Her ability to work with the UN, however, has not kept a rift from opening between the US and the organization. In June, after a year of complaints about the UN Human Rights Council’s alleged bias against Israel, the US withdrew from the committee. And it cut all US funding—$350 million in 2017—from the UN agency that supports 5 million Palestinian refugees.

Haley also failed to win support at the UN for some of the White House’s major foreign policy stances—albeit ones that were never likely to find many supporters in the organization.

Washington’s decision to move its Israeli embassy to Jerusalem was met with humiliating slap-downs from the international community. In the UN General Assembly, 128 countries voted against the move in a non-binding resolution, with only nine supporting the US—despite Haley publicly threatening those who didn’t support the move. They lost 14 to 1 in the Security Council, with old allies Britain and France opposing them. Haley was flabbergasted by these losses, a senior UN official told Quartz. Fortunately for her, the US is able to veto Security Council resolutions, so the embassy is moving anyway.
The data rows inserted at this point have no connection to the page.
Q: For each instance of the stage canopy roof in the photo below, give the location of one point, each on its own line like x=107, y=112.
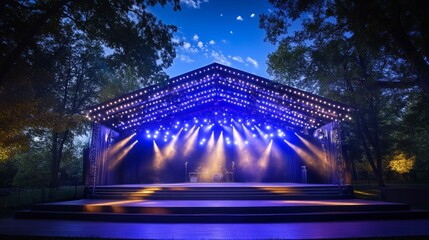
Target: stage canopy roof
x=218, y=94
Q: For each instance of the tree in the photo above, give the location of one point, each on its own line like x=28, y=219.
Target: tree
x=56, y=57
x=327, y=57
x=399, y=29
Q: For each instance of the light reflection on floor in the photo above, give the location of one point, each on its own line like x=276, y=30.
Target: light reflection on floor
x=348, y=229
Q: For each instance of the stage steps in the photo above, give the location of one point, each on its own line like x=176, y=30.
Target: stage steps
x=220, y=204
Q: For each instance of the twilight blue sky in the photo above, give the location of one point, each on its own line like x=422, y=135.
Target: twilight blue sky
x=223, y=31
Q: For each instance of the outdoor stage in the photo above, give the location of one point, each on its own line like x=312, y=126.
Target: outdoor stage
x=218, y=211
x=220, y=203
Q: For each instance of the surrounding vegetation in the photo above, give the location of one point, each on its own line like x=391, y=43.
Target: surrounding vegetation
x=59, y=57
x=372, y=55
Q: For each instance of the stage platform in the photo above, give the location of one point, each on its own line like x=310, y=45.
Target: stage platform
x=221, y=203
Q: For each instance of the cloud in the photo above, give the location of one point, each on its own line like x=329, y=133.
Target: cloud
x=252, y=61
x=220, y=58
x=193, y=3
x=175, y=40
x=200, y=44
x=186, y=45
x=189, y=48
x=237, y=58
x=185, y=58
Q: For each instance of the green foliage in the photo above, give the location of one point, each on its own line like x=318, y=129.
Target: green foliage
x=329, y=54
x=413, y=134
x=59, y=57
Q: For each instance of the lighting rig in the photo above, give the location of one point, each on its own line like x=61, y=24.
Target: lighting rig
x=218, y=96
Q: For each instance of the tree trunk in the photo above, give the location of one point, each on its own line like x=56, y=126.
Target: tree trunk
x=57, y=155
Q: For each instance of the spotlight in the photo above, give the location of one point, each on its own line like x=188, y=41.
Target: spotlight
x=319, y=134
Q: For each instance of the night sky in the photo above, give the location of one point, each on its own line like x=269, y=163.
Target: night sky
x=222, y=31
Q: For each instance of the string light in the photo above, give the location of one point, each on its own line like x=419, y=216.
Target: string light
x=224, y=88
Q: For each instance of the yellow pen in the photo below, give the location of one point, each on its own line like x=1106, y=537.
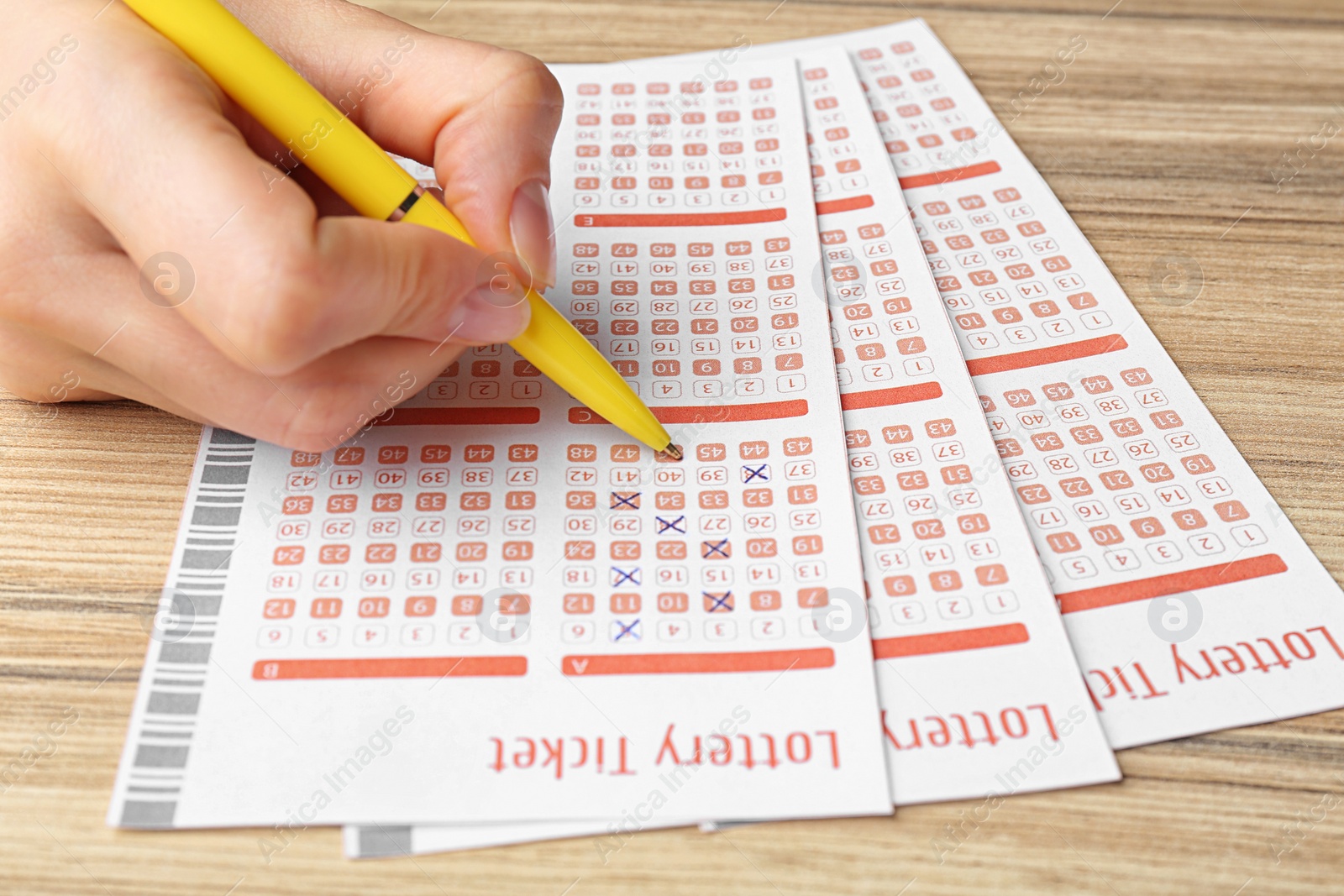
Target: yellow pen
x=355, y=167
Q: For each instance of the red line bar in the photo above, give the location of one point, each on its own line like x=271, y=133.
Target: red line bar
x=389, y=668
x=1042, y=356
x=645, y=664
x=1173, y=584
x=709, y=414
x=949, y=175
x=691, y=219
x=894, y=396
x=460, y=416
x=918, y=645
x=853, y=203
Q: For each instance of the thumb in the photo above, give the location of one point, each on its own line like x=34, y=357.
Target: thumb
x=486, y=117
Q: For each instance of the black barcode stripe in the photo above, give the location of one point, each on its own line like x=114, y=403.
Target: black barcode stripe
x=163, y=741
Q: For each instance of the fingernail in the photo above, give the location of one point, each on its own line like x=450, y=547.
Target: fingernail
x=533, y=230
x=492, y=313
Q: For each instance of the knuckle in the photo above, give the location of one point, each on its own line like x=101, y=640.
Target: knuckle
x=276, y=304
x=528, y=76
x=328, y=416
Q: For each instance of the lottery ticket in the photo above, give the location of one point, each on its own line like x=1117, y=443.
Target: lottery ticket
x=1191, y=600
x=979, y=687
x=490, y=605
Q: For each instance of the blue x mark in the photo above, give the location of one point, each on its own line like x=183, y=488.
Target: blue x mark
x=716, y=550
x=753, y=473
x=671, y=526
x=717, y=602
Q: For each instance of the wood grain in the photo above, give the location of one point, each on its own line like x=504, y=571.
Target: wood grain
x=1163, y=139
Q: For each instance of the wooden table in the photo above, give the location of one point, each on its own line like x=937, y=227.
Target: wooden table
x=1163, y=140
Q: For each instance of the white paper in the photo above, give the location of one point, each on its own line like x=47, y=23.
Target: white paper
x=980, y=691
x=1189, y=595
x=539, y=620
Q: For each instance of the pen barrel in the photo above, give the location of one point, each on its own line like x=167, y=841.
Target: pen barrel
x=319, y=136
x=313, y=130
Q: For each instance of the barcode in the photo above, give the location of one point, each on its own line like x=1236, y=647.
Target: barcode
x=185, y=631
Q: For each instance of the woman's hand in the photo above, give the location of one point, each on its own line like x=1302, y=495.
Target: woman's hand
x=158, y=244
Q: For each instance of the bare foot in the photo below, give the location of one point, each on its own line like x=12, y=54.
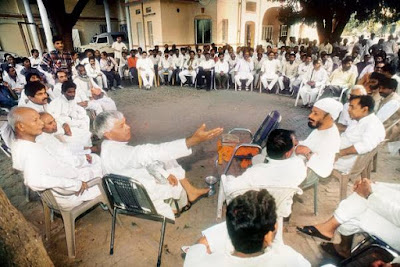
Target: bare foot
x=196, y=193
x=324, y=231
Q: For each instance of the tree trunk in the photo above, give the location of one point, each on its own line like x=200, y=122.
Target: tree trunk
x=20, y=245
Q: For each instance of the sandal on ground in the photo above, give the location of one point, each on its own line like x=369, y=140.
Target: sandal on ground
x=312, y=231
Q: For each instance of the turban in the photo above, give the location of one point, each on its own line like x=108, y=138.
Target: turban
x=331, y=106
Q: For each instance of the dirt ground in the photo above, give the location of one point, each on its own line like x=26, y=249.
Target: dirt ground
x=165, y=114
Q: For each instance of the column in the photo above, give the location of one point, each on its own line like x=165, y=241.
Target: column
x=107, y=13
x=32, y=26
x=128, y=23
x=46, y=25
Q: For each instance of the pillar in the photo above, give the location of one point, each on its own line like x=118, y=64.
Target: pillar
x=46, y=25
x=107, y=13
x=128, y=23
x=32, y=26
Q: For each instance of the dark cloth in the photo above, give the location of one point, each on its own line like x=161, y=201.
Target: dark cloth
x=56, y=61
x=111, y=76
x=6, y=99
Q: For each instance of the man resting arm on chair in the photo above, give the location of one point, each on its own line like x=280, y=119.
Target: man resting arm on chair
x=154, y=166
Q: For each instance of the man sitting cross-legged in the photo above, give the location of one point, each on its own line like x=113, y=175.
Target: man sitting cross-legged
x=155, y=166
x=70, y=115
x=280, y=168
x=71, y=154
x=41, y=169
x=373, y=208
x=321, y=146
x=246, y=238
x=362, y=136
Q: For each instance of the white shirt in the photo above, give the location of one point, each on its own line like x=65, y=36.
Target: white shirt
x=388, y=109
x=118, y=47
x=277, y=254
x=207, y=64
x=123, y=159
x=221, y=66
x=145, y=64
x=364, y=135
x=42, y=171
x=324, y=144
x=244, y=66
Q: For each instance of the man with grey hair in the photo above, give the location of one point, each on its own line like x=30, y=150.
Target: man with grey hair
x=154, y=166
x=41, y=170
x=344, y=119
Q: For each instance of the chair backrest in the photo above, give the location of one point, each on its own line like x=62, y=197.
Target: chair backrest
x=127, y=194
x=363, y=160
x=270, y=123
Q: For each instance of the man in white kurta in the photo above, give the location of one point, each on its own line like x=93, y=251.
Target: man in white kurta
x=70, y=115
x=243, y=71
x=224, y=244
x=146, y=68
x=373, y=208
x=313, y=81
x=321, y=146
x=270, y=70
x=154, y=166
x=42, y=170
x=361, y=137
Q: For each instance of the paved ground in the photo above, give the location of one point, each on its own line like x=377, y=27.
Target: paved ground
x=165, y=114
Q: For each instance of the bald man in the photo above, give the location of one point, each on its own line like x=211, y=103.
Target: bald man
x=41, y=170
x=73, y=155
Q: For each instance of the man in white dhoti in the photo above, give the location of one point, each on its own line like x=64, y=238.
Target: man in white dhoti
x=146, y=68
x=70, y=115
x=323, y=143
x=313, y=81
x=243, y=71
x=344, y=119
x=361, y=137
x=41, y=170
x=89, y=91
x=280, y=168
x=270, y=71
x=246, y=238
x=373, y=208
x=154, y=166
x=73, y=155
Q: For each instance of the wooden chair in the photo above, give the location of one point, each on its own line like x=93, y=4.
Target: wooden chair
x=69, y=216
x=362, y=166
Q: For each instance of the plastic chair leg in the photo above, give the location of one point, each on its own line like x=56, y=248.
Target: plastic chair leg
x=161, y=242
x=316, y=198
x=113, y=231
x=69, y=227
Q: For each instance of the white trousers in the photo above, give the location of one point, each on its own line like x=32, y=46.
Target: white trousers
x=273, y=78
x=147, y=77
x=308, y=95
x=244, y=76
x=184, y=73
x=355, y=215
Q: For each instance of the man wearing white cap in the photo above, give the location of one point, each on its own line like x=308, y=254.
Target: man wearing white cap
x=323, y=143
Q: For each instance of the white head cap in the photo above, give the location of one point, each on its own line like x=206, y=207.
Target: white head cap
x=331, y=106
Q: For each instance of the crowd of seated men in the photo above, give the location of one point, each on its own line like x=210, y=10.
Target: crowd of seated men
x=53, y=140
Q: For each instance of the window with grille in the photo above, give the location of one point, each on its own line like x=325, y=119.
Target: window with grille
x=225, y=30
x=284, y=30
x=267, y=32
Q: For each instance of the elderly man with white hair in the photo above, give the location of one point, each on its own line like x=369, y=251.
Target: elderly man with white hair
x=41, y=169
x=321, y=146
x=362, y=136
x=154, y=166
x=344, y=119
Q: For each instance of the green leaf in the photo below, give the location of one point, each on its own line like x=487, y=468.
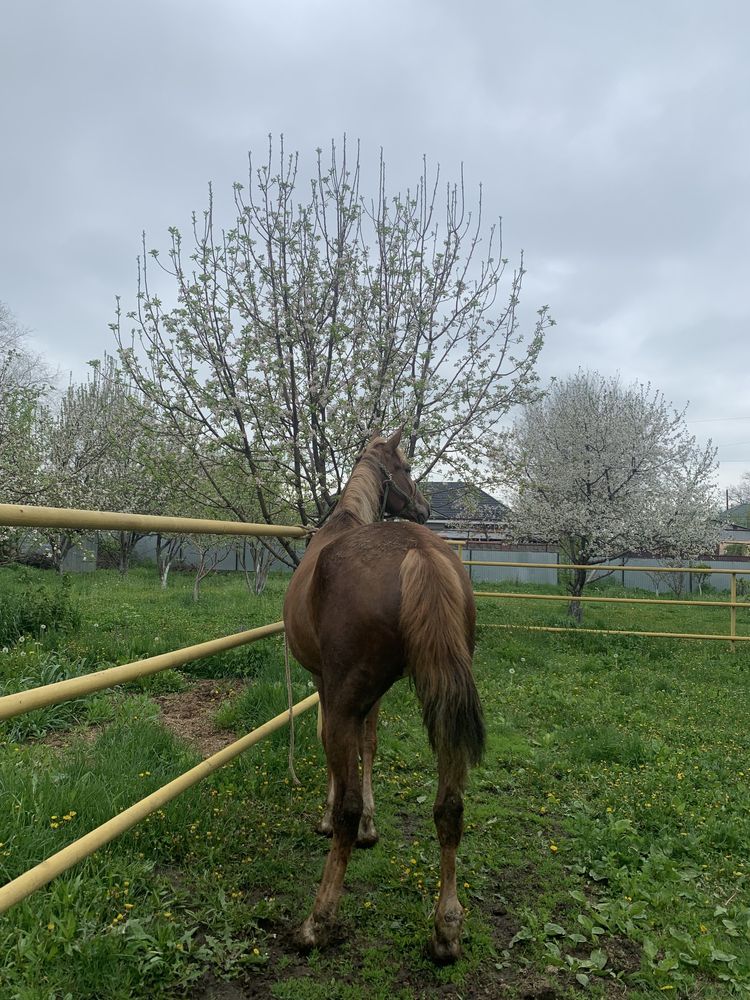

Similarly, Haley never won any ground on the White House’s attitude towards Iran, and the decision to pull out of the nuclear deal. Attempts to convene a special Security Council session on Iran during the UN’s high-level General Assembly week mostly revealed White House chaos, as the meeting’s theme was hurriedly switched to “non-proliferation” to avoid a diplomatic standoff. In the meeting itself, British prime minister Theresa May and China’s foreign minister Wang Yi both defended the Iran deal from Trump’s attacks.

Who next?

Haley was a vocal Trump critic during the 2016 campaign, and some say he gave her the job to pacify her. She leaves office firmly on Team Trump, but has maintained an reputation for independence through a striking willingness to publicly contradict the administration on big issues. These include becoming the first cabinet official to criticize Russian aggression in Crimea, saying that women who accuse men of sexual misconduct “should be heard,” and rejecting attempts to blame her for White House errors.

The approach shaped her as the friendlier, more moderate face of Trump foreign policy—even if it wasn’t always clear whether she was really speaking for the administration, or for herself.

Most UN insiders expected Haley to stay in the job for around two years and then head off to higher office, Gowan says. The concern has always been who would replace her. Richard Grenell, the hardline ambassador to Germany and former US spokesman at the UN, has emerged as a favorite replacement. That would not go down well at the UN—he was unpopular during his time there and has made a habit of riling the Germans.

Her departure could prompt a “real slash and burn approach to the UN” from the US, Gowan says. “We may look back on Haley as the last real US ambassador to the UN before the deluge.”